A girl is getting a vaccin against cervical cancer in Zwijndrecht, March 29, 2010.
MIAMI – Women who get intra-uterine devices (IUDs) for birth control appear to face a dramatically lower risk of getting cervical cancer, the third most common cancer in women worldwide, US researchers said Tuesday.
The risk of cervical cancer in women with IUDs was one-third lower than women without them, said the review in the journal Obstetrics and Gynecology, which included 16 previous studies spanning more than 12,000 women around the globe.
"The pattern we found was stunning. It was not subtle at all," said lead author Victoria Cortessis, associate professor of clinical preventive medicine at the Keck School of Medicine, part of the University of Southern California.
"The possibility that a woman could experience some help with cancer control at the same time she is making contraception decisions could potentially be very, very impactful."
Researchers are not sure why the risk of cervical cancer drops so much, but one theory is that the devices stimulate an immune response that helps fight off cancer-causing infections like the human papillomavirus (HPV).
Another possibility is that when women have the devices removed, precancerous cells are scraped away that might otherwise grow into tumors.
More research is needed to understand the mechanism at play.
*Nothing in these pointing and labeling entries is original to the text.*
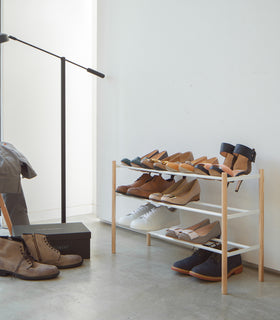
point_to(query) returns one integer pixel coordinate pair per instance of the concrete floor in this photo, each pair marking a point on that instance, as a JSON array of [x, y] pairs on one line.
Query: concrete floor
[[136, 283]]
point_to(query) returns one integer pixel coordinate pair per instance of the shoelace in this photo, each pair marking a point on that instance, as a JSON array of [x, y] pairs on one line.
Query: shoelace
[[148, 214]]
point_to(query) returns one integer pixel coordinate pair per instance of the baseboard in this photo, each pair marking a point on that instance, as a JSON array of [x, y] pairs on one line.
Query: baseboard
[[56, 213]]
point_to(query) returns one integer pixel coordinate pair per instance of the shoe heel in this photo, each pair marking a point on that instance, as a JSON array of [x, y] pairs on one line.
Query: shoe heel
[[4, 273], [196, 198]]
Until then, experts say it is too early to advise more women to use IUDs.
But the findings suggest IUDs could be an important tool in the fight against cervical cancer, which is on the rise worldwide.
"If we can demonstrate that the body mounts an immune response to having an IUD placed, for example, then we could begin investigating whether an IUD can clear a persistent HPV infection in a clinical trial," said co-author Laila Muderspach, chair of obstetrics and gynecology at the Keck School.
"The results of our study are very exciting. There is tremendous potential."
Cervical cancer kills about 270,000 women per year and infects more than 528,000, according to the World Health Organization (WHO).
By 2035, those numbers are expected to rise to more than 756,000 infections and 416,000 deaths, the UN health agency warns.